ESSO has confirmed an increase in benzene levels in the settling and retention ponds at its Longford plant in November, but denied that employee and neighbour health had been compromised.
Longford farmer Ray Shingles, whose property neighbours Esso's Longford plant, aired his concerns to the Gippsland Times after experiencing burning eyes, a sore throat and nausea following a "toxic" smell.
After raising the problem with Esso, Mr Shingles said he had been informed of an increase of benzene levels in the areas of the settling and retention ponds at the Longford plant.
An Esso spokesman confirmed the increase in benzene levels, but denied employee and neighbour health had been compromised.
The spokesman said an increased odour had come from a higher than normal build up of crude oil in the settling and retention ponds.
"The incident occurred in November," the spokesman said.
"Esso met with him (Mr Shingles) to explain what had occurred and we regret any inconvenience caused by the unpleasant odour.
"We did offer the neighbour a hotel stay if the odour was too great, but as far as I'm aware he did not take up that offer. As far as I'm aware he (Mr Shingles) is the only neighbour to have complained."

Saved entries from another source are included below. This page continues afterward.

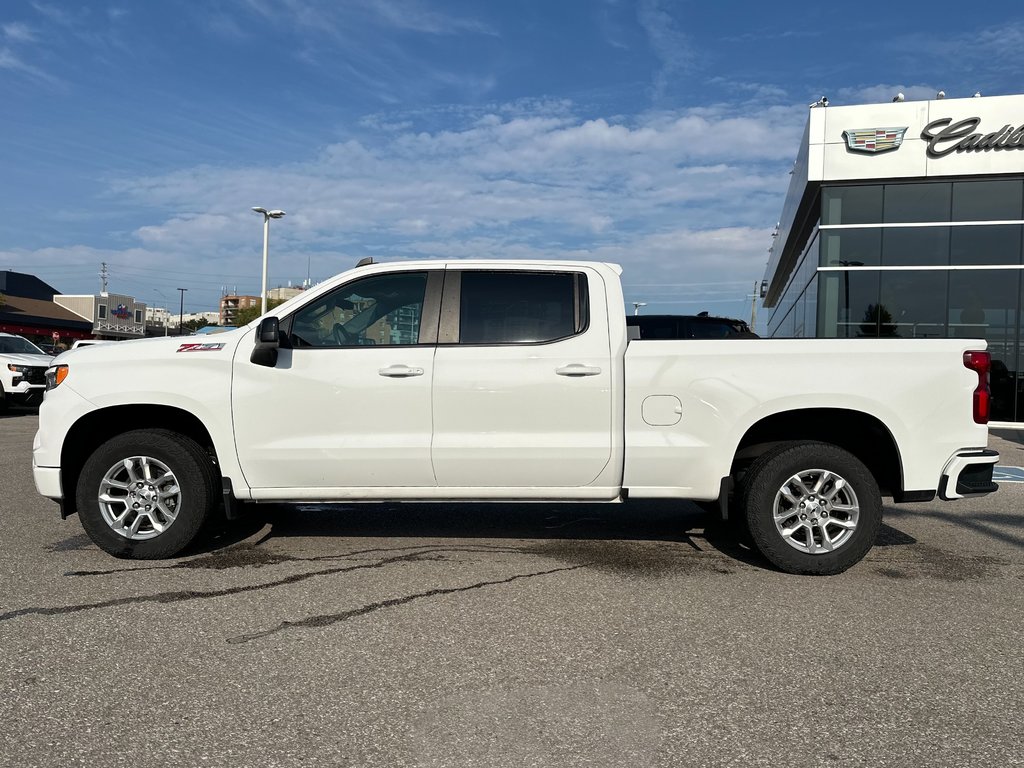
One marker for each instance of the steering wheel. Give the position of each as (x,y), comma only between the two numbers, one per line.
(341,336)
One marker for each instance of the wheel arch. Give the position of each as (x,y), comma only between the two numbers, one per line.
(861,434)
(96,427)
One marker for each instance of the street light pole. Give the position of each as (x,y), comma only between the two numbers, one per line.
(267,215)
(181,311)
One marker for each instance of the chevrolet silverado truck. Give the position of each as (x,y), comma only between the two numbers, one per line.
(23,367)
(508,381)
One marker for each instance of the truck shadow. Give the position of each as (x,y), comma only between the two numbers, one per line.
(591,528)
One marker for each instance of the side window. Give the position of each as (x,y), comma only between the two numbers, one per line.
(371,311)
(518,307)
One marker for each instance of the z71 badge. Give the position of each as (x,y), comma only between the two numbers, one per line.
(207,347)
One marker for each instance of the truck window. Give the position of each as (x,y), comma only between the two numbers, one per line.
(372,311)
(520,307)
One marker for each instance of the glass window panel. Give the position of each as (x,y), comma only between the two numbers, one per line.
(384,309)
(911,304)
(983,304)
(851,247)
(994,244)
(915,246)
(811,311)
(848,304)
(851,205)
(929,201)
(516,307)
(987,201)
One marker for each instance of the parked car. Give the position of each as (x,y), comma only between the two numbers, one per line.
(509,381)
(699,326)
(23,367)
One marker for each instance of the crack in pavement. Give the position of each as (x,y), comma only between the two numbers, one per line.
(327,620)
(222,559)
(184,595)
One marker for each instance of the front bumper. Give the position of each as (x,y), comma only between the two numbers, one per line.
(47,481)
(969,473)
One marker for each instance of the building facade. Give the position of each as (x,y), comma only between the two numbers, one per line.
(906,219)
(231,303)
(27,309)
(113,315)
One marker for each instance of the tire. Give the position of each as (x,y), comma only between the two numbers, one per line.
(146,514)
(839,521)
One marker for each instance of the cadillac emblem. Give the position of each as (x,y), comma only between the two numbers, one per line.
(873,139)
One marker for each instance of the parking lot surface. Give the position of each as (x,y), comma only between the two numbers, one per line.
(508,635)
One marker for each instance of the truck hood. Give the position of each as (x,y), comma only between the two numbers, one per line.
(160,346)
(39,360)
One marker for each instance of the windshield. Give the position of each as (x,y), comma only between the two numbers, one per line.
(17,345)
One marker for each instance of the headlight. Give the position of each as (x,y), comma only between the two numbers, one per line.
(54,376)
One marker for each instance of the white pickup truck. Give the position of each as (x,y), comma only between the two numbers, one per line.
(503,381)
(23,367)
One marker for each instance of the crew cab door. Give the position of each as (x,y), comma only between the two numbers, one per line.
(347,403)
(522,380)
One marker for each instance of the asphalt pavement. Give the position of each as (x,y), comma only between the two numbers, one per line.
(508,635)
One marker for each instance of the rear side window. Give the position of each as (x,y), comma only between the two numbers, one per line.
(520,307)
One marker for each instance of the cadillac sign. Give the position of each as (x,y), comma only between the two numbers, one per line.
(945,136)
(873,140)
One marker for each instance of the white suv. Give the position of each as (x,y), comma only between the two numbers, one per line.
(23,367)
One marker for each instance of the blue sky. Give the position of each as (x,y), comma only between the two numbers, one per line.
(653,133)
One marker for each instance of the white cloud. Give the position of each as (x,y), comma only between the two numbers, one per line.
(18,33)
(681,199)
(671,46)
(9,60)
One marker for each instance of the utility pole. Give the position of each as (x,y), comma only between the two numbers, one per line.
(181,311)
(754,307)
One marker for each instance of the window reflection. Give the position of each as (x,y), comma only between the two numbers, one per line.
(908,246)
(916,203)
(911,304)
(987,201)
(995,244)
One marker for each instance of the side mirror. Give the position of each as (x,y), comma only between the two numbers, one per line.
(267,341)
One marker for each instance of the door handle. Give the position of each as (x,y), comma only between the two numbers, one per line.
(578,369)
(400,372)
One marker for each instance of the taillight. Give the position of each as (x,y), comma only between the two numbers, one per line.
(980,363)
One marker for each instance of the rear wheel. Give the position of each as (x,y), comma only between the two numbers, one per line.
(811,508)
(146,494)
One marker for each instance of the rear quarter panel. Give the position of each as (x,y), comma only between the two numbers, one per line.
(919,389)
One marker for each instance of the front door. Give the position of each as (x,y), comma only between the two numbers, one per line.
(522,380)
(348,403)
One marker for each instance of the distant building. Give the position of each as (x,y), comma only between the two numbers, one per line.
(230,304)
(27,308)
(113,315)
(905,219)
(283,293)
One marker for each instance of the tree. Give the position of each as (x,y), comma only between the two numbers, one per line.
(247,315)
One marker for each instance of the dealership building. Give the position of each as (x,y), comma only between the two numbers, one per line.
(905,219)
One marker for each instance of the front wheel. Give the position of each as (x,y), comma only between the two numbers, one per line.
(146,494)
(811,508)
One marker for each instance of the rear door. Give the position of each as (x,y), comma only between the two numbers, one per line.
(522,381)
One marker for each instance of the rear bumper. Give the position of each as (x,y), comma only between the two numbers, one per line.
(969,473)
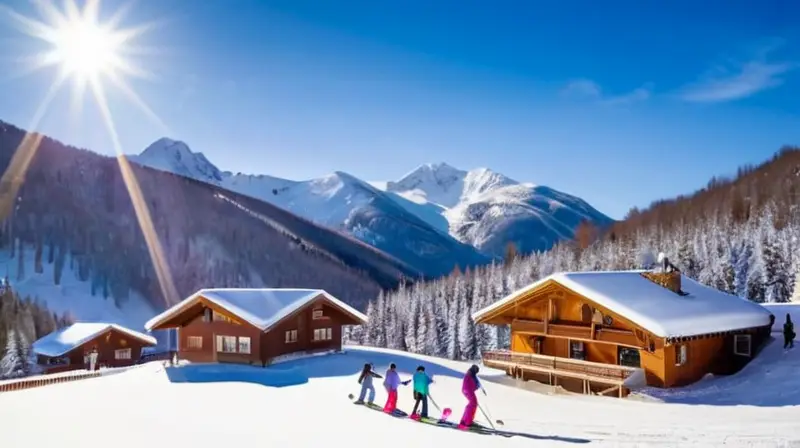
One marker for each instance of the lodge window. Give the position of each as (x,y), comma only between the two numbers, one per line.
(226,344)
(219,317)
(291,336)
(323,334)
(123,353)
(577,350)
(742,344)
(244,345)
(680,355)
(629,357)
(194,342)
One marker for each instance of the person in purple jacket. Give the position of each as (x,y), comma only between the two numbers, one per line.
(391,383)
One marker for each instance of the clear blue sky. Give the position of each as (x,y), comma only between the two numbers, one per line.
(620,104)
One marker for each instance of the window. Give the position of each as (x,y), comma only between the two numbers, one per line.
(742,344)
(629,357)
(194,342)
(244,345)
(577,350)
(123,353)
(291,336)
(226,344)
(680,355)
(219,317)
(323,334)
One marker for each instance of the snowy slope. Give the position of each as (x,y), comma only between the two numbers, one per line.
(72,295)
(432,218)
(488,210)
(249,405)
(339,201)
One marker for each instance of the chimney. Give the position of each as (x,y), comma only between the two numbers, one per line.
(665,275)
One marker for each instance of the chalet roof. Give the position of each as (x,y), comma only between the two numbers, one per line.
(68,338)
(262,308)
(657,309)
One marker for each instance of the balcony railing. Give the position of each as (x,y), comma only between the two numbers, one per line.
(556,365)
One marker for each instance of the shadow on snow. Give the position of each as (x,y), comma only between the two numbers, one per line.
(299,371)
(770,380)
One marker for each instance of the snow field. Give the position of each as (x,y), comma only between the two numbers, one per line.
(303,403)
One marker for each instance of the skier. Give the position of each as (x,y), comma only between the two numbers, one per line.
(391,383)
(470,385)
(93,359)
(365,380)
(421,383)
(788,332)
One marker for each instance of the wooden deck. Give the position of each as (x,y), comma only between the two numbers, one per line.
(612,377)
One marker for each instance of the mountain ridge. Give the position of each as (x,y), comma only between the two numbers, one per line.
(449,216)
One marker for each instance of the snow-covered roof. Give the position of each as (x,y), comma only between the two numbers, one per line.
(68,338)
(262,308)
(653,307)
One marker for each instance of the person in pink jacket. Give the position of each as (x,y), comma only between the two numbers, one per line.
(469,386)
(391,383)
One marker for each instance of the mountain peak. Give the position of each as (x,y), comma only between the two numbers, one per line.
(175,156)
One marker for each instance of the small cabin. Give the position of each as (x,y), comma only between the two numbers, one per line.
(591,331)
(66,349)
(255,326)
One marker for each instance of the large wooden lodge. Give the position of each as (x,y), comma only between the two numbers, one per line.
(255,326)
(605,332)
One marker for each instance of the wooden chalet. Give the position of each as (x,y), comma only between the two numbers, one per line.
(66,349)
(604,332)
(254,326)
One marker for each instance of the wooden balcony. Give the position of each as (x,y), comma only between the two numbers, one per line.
(554,367)
(572,330)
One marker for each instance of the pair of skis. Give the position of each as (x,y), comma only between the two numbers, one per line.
(441,422)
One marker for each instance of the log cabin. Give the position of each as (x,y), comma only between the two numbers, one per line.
(65,349)
(255,326)
(592,332)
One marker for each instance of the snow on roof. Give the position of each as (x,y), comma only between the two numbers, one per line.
(262,308)
(655,308)
(66,339)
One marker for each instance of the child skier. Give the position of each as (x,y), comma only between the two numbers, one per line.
(470,385)
(391,383)
(421,383)
(788,332)
(365,380)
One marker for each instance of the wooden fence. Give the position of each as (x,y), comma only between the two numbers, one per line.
(45,380)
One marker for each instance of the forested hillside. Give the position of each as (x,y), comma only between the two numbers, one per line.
(74,207)
(23,321)
(739,235)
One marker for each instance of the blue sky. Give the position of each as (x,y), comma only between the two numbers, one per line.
(620,104)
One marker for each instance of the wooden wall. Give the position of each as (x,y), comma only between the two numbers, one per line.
(195,326)
(106,344)
(274,341)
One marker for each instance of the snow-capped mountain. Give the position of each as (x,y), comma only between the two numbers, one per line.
(338,201)
(489,210)
(434,218)
(176,157)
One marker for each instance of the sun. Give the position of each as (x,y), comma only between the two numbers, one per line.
(85,49)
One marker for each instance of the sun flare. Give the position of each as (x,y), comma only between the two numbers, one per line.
(85,49)
(91,53)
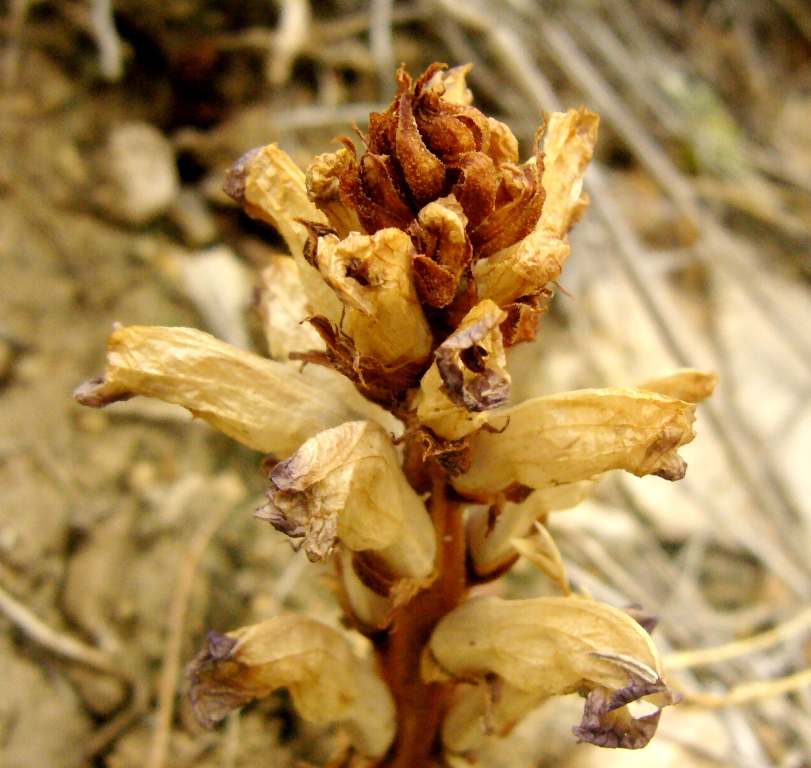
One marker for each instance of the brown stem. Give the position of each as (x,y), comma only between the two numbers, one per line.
(420,706)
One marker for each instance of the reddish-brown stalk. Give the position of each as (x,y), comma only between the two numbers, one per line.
(420,705)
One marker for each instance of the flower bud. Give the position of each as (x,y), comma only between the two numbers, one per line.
(346,484)
(525,267)
(469,376)
(327,682)
(263,404)
(372,276)
(527,650)
(576,435)
(491,531)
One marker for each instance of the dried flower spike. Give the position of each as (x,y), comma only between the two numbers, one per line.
(418,263)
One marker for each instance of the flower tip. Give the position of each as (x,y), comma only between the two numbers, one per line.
(234,185)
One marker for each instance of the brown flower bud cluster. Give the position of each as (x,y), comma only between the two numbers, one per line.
(418,264)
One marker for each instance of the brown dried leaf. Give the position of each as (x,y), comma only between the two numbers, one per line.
(261,403)
(468,378)
(327,682)
(452,85)
(444,251)
(490,541)
(576,435)
(346,484)
(372,276)
(526,266)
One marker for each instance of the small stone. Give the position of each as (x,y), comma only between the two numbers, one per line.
(139,174)
(6,360)
(191,214)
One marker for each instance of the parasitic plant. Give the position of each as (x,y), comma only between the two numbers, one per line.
(418,264)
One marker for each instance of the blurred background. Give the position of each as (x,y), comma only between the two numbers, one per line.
(125,534)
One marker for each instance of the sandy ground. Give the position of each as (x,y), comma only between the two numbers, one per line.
(110,199)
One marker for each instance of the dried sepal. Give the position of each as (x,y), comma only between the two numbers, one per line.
(282,306)
(526,266)
(271,187)
(576,435)
(372,276)
(491,530)
(468,378)
(568,146)
(263,404)
(323,182)
(546,644)
(686,384)
(386,385)
(444,251)
(540,549)
(522,651)
(366,607)
(451,84)
(327,682)
(346,484)
(523,268)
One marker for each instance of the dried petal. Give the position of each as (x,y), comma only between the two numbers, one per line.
(370,609)
(615,728)
(568,147)
(372,277)
(323,182)
(522,269)
(424,172)
(577,435)
(271,187)
(491,532)
(503,144)
(686,384)
(261,403)
(546,647)
(452,85)
(346,483)
(468,378)
(526,266)
(327,682)
(282,306)
(517,213)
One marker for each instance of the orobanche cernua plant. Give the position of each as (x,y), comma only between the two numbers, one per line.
(418,264)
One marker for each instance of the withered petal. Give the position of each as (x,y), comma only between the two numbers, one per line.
(380,184)
(476,186)
(514,220)
(424,172)
(440,234)
(327,682)
(489,388)
(372,214)
(609,724)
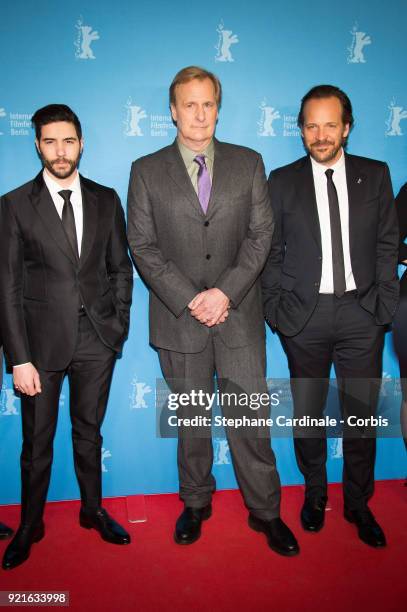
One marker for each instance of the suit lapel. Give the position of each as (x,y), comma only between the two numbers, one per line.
(90,219)
(306,195)
(356,184)
(220,180)
(43,203)
(178,173)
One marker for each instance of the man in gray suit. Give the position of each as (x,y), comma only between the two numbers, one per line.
(200,227)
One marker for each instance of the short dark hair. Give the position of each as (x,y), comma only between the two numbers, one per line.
(195,72)
(328,91)
(53,113)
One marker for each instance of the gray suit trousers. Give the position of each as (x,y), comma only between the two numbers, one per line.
(239,371)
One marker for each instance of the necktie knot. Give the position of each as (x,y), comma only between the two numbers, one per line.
(200,160)
(65,194)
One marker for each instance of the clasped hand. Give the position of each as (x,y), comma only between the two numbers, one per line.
(210,307)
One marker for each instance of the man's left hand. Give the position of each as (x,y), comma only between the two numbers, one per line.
(209,307)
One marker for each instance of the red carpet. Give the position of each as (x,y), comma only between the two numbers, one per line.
(229,568)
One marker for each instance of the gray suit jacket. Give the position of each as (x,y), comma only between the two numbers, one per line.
(180,251)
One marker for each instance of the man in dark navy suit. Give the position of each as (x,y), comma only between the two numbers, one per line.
(66,282)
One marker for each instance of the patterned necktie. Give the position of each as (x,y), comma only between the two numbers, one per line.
(68,220)
(336,237)
(204,182)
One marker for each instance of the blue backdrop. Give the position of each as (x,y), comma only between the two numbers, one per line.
(112,62)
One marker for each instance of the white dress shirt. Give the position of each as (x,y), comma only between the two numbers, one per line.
(321,192)
(76,200)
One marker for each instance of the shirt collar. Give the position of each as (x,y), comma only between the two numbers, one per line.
(336,167)
(188,155)
(55,187)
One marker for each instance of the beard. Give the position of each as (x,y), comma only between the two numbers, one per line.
(50,165)
(325,156)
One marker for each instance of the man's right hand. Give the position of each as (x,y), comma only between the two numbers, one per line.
(26,379)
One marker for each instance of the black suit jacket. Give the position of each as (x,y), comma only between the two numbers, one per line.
(42,283)
(292,275)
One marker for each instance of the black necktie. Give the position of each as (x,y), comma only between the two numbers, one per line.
(336,237)
(68,220)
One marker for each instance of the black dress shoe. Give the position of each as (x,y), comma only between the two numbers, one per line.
(108,528)
(369,530)
(313,514)
(188,526)
(279,536)
(19,548)
(5,532)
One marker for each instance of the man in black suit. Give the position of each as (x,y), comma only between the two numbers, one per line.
(330,288)
(5,532)
(66,282)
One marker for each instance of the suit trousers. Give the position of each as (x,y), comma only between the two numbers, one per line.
(240,372)
(341,332)
(89,374)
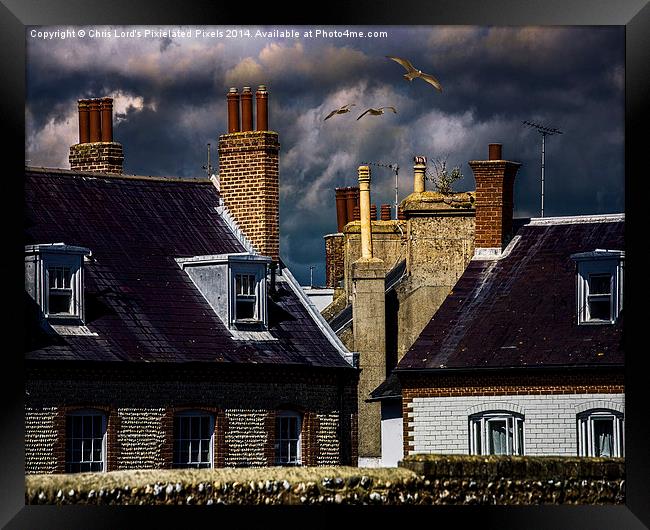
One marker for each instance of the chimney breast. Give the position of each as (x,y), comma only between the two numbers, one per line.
(341,210)
(96,150)
(246,109)
(95,121)
(494,151)
(233,110)
(262,102)
(106,109)
(419,168)
(249,178)
(351,201)
(495,179)
(364,211)
(84,121)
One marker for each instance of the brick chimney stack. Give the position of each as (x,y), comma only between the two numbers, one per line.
(249,172)
(96,150)
(495,179)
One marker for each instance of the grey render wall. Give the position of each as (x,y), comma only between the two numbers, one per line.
(441,424)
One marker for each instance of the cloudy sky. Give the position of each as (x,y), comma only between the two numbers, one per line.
(170,102)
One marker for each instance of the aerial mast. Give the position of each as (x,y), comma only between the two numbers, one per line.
(544,131)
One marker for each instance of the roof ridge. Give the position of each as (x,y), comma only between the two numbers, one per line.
(576,219)
(99,174)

The spokesman denied a claim from Community Over Mining that the increase in benzene levels were dangerous enough that Esso workers needed to wear protective clothing and breathing apparatus.
""Over time we have removed the odour, which disappeared some time ago," he said. "Obviously we have stringent procedures in place handling hydrocarbons."
Esso has not explained why the EPA was not notified of the leakage until weeks after the event.